International E-Journal of Advances in Social Sciences
Yazarlar: Gheorghe GÎRBEA
Konular:Sosyal
DOI:10.18769/ijasos.592307
Anahtar Kelimeler:Cult,Church,Synod/council,Contemporary world
Özet: The main interest of nowadays Christian churches and confessions is searching for the Christian unity, to which another major issue has been added, which torments the Christian world, namely, the need to adapt the practices of religious life to the conditions and the evolution status of contemporary society. The pace in which this adjustment to present reality is prepared, as well as the means being used differ, without a shred of doubt, among churches and confessions. For instance, the Roman-CatholicChurch, tributary to its unifying and centralizing spirit and organization, has dealt with the fundamental principles of this "aggiornamento” in the decrees and "constitutions" of the Second Vatican Council, which the following regional synods intended to put into practice, according to the local conditions of every national Church. The Orthodox Churches were supposed to prepare for a fairly long period of time a Pan-Orthodox synod already known as the Holy and Great Council of the Orthodox Church held in Crete between 16-26 June 2016. There were six approved documents: The Mission of the Orthodox Church in Today’s World; The Orthodox Diaspora; Autonomy and the Means by which it is Proclaimed; The Sacrament of Marriage and its Impediments; The Importance of Fasting and its Observance Today; Relations of the Orthodox Church with the Rest of the Christian World.
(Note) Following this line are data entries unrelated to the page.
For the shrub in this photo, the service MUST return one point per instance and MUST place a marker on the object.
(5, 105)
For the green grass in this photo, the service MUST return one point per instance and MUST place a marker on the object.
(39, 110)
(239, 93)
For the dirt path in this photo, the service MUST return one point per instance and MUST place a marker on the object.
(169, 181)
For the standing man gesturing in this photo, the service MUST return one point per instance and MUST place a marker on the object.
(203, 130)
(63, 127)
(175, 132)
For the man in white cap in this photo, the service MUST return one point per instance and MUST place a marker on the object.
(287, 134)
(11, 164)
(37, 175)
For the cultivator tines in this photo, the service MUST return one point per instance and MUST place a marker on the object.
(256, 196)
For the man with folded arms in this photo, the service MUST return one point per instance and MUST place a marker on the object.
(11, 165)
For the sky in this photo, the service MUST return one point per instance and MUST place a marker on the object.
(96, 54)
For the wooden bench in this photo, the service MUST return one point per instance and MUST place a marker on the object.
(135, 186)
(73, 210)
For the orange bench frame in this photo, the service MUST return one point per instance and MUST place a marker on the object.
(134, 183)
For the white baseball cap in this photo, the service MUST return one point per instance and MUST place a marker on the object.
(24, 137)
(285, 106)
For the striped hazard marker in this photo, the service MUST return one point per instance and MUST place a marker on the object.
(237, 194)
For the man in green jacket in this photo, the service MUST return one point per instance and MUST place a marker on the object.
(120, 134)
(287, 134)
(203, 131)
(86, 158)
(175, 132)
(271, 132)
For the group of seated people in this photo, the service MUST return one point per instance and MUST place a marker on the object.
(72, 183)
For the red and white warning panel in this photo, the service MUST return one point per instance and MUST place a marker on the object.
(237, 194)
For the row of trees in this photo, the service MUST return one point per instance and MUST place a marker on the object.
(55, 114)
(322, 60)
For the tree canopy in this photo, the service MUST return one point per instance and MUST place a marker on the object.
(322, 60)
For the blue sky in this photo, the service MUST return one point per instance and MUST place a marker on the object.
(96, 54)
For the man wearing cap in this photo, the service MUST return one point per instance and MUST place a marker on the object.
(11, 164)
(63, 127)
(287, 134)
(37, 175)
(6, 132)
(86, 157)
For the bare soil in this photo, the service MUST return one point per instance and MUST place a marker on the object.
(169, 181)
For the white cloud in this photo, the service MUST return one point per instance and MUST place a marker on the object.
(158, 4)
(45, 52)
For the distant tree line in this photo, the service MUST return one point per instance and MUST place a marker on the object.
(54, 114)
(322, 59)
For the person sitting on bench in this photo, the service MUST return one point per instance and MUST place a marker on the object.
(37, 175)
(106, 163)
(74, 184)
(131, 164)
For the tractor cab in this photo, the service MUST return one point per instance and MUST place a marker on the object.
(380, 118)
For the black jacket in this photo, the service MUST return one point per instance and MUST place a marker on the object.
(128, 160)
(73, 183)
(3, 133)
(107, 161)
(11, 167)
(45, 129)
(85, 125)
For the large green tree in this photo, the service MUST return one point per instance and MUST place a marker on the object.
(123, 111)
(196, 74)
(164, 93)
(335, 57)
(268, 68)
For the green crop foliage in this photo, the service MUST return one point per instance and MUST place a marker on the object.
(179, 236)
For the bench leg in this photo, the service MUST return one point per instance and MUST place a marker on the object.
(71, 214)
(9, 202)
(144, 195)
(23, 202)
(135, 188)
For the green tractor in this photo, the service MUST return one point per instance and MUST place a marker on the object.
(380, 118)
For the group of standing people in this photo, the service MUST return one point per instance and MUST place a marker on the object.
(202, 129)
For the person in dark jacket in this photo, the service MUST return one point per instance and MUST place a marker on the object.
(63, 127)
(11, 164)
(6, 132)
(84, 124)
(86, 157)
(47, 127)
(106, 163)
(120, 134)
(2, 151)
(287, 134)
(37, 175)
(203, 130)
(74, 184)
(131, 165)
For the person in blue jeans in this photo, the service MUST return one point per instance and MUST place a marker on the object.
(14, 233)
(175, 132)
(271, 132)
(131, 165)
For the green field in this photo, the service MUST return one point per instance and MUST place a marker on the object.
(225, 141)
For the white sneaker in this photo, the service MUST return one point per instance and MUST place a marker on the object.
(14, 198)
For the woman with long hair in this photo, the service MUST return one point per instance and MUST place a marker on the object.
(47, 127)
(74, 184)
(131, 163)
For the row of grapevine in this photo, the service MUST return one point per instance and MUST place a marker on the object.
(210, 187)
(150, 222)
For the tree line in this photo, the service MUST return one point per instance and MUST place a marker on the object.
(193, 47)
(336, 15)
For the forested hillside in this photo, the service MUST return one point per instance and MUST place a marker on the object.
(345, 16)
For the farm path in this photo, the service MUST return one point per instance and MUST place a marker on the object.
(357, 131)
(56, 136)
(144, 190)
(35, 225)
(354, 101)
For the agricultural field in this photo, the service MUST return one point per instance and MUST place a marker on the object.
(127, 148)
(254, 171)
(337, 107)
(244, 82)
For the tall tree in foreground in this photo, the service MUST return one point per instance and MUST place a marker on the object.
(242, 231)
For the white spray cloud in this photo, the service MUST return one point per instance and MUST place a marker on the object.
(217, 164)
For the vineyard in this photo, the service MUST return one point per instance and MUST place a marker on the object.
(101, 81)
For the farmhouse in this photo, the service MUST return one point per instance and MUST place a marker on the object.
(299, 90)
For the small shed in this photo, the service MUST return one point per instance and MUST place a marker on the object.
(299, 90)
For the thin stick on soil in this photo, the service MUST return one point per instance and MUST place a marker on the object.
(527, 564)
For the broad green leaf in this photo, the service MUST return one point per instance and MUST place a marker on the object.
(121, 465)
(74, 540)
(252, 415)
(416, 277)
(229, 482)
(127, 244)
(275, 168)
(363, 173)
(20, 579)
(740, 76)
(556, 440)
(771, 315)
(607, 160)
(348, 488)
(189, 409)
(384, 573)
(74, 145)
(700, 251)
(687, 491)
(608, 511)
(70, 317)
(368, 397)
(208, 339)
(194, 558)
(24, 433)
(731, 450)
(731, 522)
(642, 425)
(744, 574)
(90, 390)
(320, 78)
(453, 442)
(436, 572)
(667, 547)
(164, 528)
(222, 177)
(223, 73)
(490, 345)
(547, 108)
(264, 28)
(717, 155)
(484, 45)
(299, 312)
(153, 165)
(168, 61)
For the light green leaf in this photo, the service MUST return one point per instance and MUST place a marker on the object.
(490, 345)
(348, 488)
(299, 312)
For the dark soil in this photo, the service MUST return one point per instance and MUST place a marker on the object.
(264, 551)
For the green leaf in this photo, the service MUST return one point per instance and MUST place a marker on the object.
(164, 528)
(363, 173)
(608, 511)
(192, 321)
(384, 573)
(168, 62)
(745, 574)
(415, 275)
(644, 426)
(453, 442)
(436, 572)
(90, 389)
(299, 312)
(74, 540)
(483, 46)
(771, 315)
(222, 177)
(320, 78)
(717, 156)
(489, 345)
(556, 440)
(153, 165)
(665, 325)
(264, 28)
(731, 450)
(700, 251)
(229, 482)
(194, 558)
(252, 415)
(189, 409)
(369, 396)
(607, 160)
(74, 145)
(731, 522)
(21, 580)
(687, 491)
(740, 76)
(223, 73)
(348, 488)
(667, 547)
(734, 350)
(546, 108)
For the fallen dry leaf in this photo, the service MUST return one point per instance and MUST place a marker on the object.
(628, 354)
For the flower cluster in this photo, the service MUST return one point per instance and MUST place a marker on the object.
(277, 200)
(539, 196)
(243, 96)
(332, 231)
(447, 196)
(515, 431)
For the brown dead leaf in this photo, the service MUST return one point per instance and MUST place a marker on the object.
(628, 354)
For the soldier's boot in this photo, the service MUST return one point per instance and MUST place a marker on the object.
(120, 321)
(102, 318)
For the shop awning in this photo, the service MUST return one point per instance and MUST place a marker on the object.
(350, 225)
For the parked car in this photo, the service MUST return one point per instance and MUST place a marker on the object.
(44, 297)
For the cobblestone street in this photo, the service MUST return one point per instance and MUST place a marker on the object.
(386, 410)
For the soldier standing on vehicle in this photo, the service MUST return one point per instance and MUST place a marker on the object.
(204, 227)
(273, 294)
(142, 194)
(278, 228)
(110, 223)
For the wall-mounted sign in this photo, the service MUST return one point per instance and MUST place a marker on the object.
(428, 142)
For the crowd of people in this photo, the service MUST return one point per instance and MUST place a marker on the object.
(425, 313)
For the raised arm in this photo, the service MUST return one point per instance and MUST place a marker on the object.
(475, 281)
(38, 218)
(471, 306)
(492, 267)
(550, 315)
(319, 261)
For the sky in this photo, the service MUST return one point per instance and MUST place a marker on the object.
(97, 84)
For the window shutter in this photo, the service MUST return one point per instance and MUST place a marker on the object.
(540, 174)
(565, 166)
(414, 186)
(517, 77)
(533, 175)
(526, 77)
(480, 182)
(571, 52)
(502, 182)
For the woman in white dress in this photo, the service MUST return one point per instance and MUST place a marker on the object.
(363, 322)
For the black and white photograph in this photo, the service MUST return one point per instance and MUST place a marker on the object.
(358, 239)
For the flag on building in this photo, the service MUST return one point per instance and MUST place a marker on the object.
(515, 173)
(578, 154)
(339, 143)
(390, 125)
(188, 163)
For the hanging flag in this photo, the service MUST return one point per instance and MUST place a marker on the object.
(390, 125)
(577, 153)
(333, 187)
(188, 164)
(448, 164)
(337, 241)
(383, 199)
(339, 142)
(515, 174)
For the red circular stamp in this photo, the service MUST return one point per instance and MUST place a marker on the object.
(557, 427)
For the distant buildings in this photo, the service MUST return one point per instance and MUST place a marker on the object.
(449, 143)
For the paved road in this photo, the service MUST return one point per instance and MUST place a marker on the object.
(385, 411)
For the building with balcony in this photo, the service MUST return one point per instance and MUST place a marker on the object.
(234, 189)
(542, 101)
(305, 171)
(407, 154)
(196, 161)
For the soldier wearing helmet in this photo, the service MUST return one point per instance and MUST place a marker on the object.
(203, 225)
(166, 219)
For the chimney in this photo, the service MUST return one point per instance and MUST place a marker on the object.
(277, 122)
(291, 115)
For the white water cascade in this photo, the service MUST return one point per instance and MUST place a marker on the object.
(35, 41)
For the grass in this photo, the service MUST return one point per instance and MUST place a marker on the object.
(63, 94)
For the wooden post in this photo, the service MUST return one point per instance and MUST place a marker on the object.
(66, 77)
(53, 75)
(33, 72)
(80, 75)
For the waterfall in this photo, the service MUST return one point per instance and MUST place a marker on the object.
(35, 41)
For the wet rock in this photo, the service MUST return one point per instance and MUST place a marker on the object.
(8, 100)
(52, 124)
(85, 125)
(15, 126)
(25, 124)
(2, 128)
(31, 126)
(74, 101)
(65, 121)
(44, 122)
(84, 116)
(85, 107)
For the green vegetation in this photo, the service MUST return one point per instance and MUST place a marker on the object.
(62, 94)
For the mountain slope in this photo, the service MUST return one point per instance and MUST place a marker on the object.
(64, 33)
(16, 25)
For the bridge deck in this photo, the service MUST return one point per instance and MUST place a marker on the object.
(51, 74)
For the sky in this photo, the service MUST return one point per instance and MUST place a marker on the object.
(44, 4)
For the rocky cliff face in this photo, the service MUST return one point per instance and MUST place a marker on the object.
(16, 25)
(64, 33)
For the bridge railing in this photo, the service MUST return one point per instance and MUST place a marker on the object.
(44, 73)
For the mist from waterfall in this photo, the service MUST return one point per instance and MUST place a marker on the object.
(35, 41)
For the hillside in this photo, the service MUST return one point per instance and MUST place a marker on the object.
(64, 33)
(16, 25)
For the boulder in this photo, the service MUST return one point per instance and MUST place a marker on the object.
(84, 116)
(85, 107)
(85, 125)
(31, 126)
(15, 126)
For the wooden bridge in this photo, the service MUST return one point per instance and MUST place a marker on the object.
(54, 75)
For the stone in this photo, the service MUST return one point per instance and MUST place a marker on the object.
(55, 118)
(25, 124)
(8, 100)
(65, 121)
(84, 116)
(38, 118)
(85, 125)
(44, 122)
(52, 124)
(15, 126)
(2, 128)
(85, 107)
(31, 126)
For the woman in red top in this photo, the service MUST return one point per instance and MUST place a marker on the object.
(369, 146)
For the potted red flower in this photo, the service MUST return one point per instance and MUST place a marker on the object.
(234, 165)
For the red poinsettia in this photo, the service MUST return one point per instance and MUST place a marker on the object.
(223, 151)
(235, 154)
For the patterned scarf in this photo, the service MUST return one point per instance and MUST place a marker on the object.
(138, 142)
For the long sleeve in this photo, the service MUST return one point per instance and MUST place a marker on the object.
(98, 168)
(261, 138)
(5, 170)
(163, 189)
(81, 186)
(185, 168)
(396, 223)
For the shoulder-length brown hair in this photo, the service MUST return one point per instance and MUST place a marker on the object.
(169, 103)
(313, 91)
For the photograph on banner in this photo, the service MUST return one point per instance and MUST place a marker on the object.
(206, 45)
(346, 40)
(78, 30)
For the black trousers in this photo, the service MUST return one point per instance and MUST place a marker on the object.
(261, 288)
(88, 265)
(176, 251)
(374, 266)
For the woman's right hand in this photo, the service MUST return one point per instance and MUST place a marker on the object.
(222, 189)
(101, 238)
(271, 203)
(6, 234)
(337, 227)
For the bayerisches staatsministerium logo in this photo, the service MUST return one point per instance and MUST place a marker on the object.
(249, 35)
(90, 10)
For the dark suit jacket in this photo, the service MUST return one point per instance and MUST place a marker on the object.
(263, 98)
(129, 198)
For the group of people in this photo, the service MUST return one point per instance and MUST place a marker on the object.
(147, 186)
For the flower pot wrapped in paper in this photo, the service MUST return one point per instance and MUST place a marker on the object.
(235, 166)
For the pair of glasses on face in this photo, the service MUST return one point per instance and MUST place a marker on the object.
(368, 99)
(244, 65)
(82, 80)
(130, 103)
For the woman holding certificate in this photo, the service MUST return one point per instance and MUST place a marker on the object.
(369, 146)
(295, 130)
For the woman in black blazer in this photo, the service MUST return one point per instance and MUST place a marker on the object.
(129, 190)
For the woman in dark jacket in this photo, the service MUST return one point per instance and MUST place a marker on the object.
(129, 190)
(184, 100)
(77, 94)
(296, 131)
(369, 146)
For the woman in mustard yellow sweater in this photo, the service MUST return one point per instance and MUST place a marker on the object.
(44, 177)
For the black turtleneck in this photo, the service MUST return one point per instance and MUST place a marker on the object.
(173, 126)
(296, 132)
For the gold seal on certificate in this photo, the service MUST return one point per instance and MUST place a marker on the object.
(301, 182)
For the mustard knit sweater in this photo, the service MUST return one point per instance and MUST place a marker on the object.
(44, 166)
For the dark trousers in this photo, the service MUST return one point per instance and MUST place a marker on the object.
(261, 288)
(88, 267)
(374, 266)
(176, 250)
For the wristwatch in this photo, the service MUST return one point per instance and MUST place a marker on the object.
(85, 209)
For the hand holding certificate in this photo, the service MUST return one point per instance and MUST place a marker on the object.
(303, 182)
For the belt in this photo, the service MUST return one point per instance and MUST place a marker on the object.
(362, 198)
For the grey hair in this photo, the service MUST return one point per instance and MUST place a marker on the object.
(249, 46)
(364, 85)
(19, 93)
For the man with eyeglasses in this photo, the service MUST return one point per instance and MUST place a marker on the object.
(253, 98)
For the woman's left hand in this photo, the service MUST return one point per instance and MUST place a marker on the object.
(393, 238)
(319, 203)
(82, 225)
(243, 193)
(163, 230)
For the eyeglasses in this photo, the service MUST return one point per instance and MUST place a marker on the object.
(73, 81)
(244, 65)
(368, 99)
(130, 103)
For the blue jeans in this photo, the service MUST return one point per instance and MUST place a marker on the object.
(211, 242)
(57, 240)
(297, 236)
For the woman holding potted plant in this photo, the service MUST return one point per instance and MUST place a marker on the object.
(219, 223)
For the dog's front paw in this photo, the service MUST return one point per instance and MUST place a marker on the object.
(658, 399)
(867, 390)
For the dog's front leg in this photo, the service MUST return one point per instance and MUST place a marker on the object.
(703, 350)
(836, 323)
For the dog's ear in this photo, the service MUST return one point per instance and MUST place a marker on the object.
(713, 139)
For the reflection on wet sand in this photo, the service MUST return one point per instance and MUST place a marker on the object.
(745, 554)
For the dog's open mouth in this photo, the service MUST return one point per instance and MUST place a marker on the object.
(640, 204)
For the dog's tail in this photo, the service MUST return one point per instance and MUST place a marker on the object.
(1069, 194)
All denominations in which Christianity is currently divided consider some action should be taken in order to prevent and bridge in some cases the increasing gap between the traditional forms of religious Christian life on the one hand and the goals, forms of life and aspects of today’s world on the other hand. In light of these general needs and trends to renew Christianity, to move with the times, the idea of “modernizing” the Orthodox cult has also been contemplated. It has been questioned, in a justified manner within the Ecumenical movement, whether the Orthodox cult and its traditional forms, approved by practice and governed by the regulations of ritual still corresponds to the religious needs of the human soul on the background of the circumstances and possibilities of today’s social life.